Enfin, si la moitié droite du transept a survécu, son bras gauche a disparu ; seul son arc, muré, subsiste. Il a très certainement été muré lors de la construction des bains douches cités plus haut. Ces derniers ont en effet profondément modifié l'ancien couvent religieux.6

 

 

 

 

 

 

Dès 1925, la chapelle porte le nom de « Salle du peuple » sur différents plans.

 

 

En 1937, une transformation en bourse du travail est envisagée. Un dossier très fourni, constitué d’un ensemble de plans, délibérations, devis et estimatifs, vient à l’appui du projet. S’il avait été mené a bien, la chapelle aurait donc servi de siège des différents syndicats de la ville. Le nom donné à la salle à l’époque : « salle du Peuple », pourrait corroborer un aboutissement du projet.

 

 

 

 

Un second projet, non daté, prévoyait quant à lui l’aménagement de la chapelle en un gymnase municipal. Le dossier en question comporte un plan et une vue de la façade.

 

 

 

 

 

 

Certains témoignages confirment l’aménagement du gymnase, ce dernier aurait fonctionné jusque dans les années 1980. D’autres évoquent un foyer où les jeunes gens de la ville se rassemblaient, foyer connu sous le nom de « Salle du Peuple », comme nous pouvons le retrouver sur certains plans.

 

L’ancienne chapelle des Manosques est restée nommée « salle du Peuple » jusqu’en 1980, date à laquelle elle a bénéficié d’une restauration.
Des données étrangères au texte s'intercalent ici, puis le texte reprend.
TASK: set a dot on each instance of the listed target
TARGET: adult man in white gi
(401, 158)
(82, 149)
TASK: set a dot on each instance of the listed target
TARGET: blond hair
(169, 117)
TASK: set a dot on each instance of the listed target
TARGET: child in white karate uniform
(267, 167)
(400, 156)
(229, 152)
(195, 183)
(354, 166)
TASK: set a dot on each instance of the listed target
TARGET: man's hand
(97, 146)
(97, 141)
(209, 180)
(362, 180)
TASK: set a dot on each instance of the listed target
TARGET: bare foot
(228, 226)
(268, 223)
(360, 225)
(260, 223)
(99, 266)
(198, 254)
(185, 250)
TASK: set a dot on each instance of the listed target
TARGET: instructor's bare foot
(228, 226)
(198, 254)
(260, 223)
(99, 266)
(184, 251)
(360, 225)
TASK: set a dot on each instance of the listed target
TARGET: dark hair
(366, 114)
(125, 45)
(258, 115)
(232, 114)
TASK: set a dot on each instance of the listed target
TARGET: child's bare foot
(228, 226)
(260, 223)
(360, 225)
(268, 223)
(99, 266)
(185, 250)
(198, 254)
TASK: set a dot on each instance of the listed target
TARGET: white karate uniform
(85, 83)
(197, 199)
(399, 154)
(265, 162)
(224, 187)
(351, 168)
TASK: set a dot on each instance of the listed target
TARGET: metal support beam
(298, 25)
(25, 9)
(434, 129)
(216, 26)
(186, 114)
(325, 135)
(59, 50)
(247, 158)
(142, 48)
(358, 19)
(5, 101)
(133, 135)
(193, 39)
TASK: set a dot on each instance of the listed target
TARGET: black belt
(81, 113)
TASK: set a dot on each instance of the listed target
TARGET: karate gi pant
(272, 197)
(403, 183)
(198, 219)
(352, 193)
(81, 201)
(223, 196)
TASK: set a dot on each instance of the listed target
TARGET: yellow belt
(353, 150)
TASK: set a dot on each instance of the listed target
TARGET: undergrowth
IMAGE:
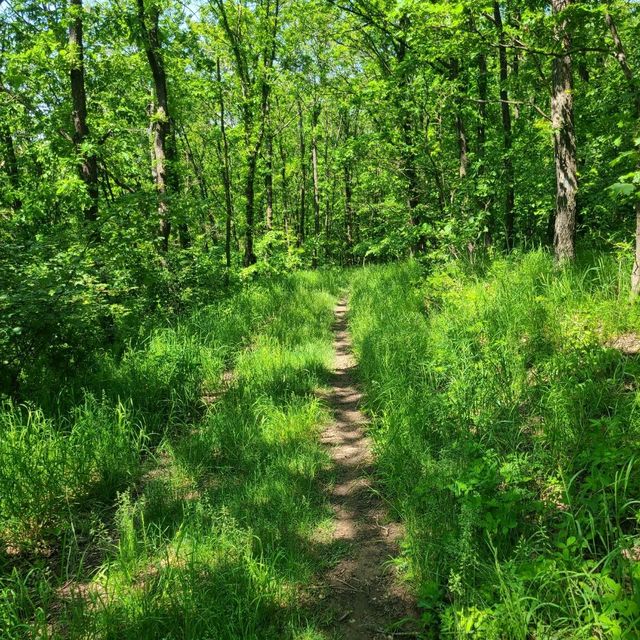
(171, 492)
(507, 434)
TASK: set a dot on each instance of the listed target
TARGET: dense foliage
(151, 148)
(166, 166)
(508, 437)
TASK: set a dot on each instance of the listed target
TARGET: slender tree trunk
(408, 152)
(507, 132)
(348, 208)
(11, 166)
(268, 182)
(249, 193)
(303, 178)
(621, 56)
(88, 168)
(484, 201)
(164, 142)
(461, 132)
(316, 183)
(564, 141)
(226, 172)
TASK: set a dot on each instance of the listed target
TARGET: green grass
(141, 510)
(508, 440)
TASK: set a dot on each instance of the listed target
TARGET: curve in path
(364, 595)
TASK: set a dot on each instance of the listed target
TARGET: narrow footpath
(363, 592)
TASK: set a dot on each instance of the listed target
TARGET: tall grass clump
(508, 439)
(184, 502)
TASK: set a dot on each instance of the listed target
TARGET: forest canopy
(199, 198)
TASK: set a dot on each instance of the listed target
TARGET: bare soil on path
(363, 594)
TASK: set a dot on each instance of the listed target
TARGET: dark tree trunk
(621, 56)
(268, 182)
(507, 132)
(483, 201)
(249, 193)
(11, 166)
(285, 190)
(303, 178)
(88, 168)
(226, 172)
(564, 141)
(164, 151)
(461, 132)
(316, 183)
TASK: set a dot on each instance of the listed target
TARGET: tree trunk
(164, 141)
(285, 191)
(507, 132)
(268, 182)
(621, 56)
(461, 132)
(226, 173)
(564, 142)
(11, 166)
(88, 169)
(316, 184)
(303, 178)
(249, 192)
(483, 201)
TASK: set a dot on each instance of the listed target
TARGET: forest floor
(363, 593)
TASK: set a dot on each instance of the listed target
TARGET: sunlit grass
(153, 513)
(507, 437)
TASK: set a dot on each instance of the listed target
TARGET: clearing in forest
(364, 595)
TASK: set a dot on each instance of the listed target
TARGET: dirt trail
(363, 593)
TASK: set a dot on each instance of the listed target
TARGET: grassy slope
(142, 514)
(508, 438)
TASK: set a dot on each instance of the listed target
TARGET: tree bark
(316, 183)
(507, 132)
(303, 178)
(564, 141)
(11, 166)
(226, 172)
(268, 182)
(88, 168)
(621, 57)
(164, 150)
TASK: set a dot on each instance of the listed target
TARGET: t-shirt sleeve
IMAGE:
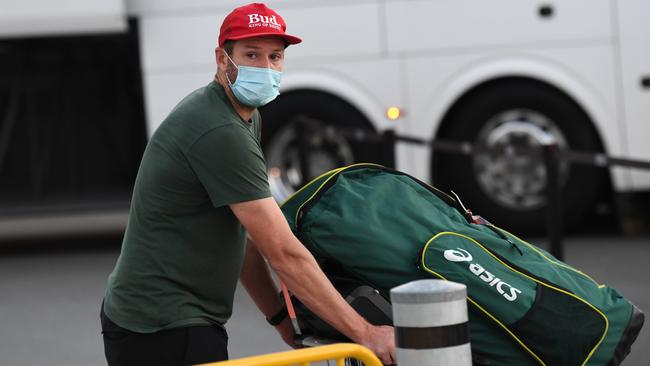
(228, 161)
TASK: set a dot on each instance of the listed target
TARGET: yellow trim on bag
(524, 275)
(308, 184)
(552, 261)
(335, 173)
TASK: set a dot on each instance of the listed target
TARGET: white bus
(498, 73)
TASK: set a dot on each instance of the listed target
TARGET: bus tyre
(301, 141)
(508, 187)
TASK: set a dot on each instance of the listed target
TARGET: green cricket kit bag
(383, 228)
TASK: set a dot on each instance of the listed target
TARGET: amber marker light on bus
(393, 113)
(274, 172)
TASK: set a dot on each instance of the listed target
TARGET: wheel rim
(325, 150)
(512, 179)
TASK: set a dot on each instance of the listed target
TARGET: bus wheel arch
(303, 110)
(509, 189)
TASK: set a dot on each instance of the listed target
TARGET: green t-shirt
(183, 248)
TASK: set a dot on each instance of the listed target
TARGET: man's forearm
(306, 280)
(257, 280)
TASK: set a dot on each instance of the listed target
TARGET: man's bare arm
(256, 279)
(300, 272)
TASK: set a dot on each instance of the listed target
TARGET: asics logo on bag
(460, 255)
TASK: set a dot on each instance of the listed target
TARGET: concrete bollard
(430, 319)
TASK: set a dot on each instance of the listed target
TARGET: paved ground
(50, 297)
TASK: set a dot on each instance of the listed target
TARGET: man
(201, 186)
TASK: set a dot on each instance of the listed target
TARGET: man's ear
(220, 58)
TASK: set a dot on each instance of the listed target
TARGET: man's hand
(286, 332)
(380, 340)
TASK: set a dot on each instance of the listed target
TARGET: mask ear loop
(226, 71)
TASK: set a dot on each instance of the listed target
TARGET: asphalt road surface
(50, 297)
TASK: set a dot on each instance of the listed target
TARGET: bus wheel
(300, 139)
(508, 187)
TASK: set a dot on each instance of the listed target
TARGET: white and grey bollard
(430, 319)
Ces aménagements ont permis la création de la salle d’exposition actuelle ainsi que l’installation du service culturel au premier étage du Bocal, bâtiment voisin de la chapelle.7

Des invitations à des expositions se tenant à l’espace « Louis Feuillade » existent dès 1983. C’est donc entre 1980 et 1983, lors de son inauguration sous le mandat d’Élie Rauzier, que le nom de Louis Feuillade a été attribué à la nouvelle salle d’exposition et que l’ancienne chapelle des Sœurs de la Présentation a obtenu sa fonction actuelle.

 

 



 

14M8, « Couvent de la Présentation : enseignantes, installation, 1853-1854, plan, 1856. », Archives de Lunel.
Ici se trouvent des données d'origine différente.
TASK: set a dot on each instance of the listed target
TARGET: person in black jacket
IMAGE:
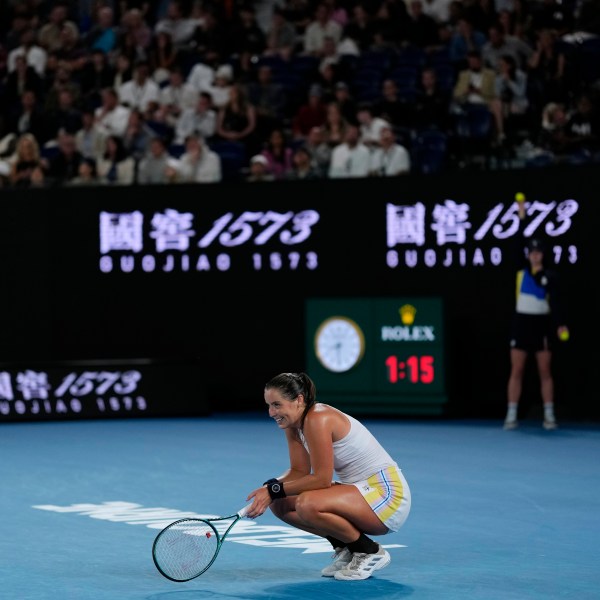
(538, 322)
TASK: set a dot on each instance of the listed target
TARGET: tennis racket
(186, 548)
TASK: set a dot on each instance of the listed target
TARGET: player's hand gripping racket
(188, 547)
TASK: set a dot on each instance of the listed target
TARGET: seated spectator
(111, 118)
(390, 159)
(351, 158)
(236, 120)
(28, 117)
(140, 92)
(511, 102)
(201, 120)
(335, 126)
(138, 135)
(175, 96)
(302, 166)
(27, 168)
(198, 164)
(87, 139)
(270, 100)
(311, 114)
(63, 165)
(431, 105)
(115, 166)
(259, 170)
(278, 153)
(319, 150)
(370, 125)
(86, 175)
(154, 166)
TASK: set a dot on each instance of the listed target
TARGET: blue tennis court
(495, 514)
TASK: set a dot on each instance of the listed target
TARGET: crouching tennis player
(369, 496)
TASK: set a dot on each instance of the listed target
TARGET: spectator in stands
(22, 77)
(66, 117)
(547, 71)
(311, 114)
(259, 170)
(220, 87)
(63, 164)
(392, 107)
(280, 35)
(370, 125)
(115, 166)
(95, 75)
(351, 158)
(322, 26)
(475, 84)
(123, 70)
(49, 36)
(278, 153)
(499, 44)
(140, 92)
(421, 30)
(390, 158)
(302, 166)
(28, 117)
(236, 120)
(110, 117)
(103, 33)
(177, 24)
(511, 102)
(35, 55)
(154, 166)
(87, 174)
(270, 100)
(138, 135)
(335, 126)
(245, 33)
(163, 57)
(431, 105)
(27, 167)
(88, 139)
(198, 164)
(464, 40)
(201, 120)
(175, 96)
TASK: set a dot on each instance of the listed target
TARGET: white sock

21N3 : plan du couvent dans le dossier de vente des terrains -Vente des terrains de l'ancien couvent des Manosques, 1920

 

31M2 : « Mise à disposition auprès de la Jeunesse laïque, 1911 », Archives de Lunel.
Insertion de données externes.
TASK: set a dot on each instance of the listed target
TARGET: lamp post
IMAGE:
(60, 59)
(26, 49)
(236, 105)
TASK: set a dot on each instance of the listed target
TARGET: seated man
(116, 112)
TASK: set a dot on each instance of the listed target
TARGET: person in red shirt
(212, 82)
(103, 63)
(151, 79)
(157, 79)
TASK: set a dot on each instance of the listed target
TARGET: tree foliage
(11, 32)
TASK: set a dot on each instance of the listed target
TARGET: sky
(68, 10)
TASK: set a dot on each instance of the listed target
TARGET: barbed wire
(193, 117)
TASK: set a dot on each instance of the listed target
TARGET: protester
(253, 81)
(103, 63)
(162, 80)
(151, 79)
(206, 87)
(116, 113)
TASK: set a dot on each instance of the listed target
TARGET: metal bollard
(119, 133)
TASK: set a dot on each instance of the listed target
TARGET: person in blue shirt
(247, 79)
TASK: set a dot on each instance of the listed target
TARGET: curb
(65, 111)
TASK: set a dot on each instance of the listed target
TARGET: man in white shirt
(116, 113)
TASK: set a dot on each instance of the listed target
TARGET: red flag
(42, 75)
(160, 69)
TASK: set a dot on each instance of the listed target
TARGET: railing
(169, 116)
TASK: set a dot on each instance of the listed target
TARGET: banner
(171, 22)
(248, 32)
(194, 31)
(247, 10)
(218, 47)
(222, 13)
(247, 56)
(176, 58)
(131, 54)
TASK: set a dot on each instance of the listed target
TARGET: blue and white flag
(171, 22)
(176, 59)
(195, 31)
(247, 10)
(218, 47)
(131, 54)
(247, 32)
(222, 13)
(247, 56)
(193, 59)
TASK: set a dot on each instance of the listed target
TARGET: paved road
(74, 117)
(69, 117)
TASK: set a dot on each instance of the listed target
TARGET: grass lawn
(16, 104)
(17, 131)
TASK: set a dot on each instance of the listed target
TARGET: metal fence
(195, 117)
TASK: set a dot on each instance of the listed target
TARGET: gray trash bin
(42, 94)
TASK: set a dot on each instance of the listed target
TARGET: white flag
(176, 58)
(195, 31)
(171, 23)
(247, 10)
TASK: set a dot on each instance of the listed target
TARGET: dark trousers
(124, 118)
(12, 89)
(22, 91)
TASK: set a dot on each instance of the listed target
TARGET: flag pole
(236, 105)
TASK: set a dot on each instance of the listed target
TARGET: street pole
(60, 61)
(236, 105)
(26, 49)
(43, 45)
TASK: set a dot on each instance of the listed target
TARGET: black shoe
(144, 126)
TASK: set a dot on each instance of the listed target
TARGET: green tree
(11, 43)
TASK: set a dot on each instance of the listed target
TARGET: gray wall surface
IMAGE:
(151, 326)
41M3 : « Bains-douches, construction, 1914-1925 ; Fonctionnement et règlement de l'établissement, 1924-1933 », Archives de Lunel.

51M1 : « Projet de construction d'un hôtel de ville dans l'immeuble des Manosques, 1911 », Archives de Lunel.

6Blog de l’exposition : « Mémoire des pierres, empreinte des règles, 2010 », http://lunel-pierre-empreinte.blogspot.com/, consulté le 21/09/2022.

707 K3, « Salles expo », Archives de Lunel.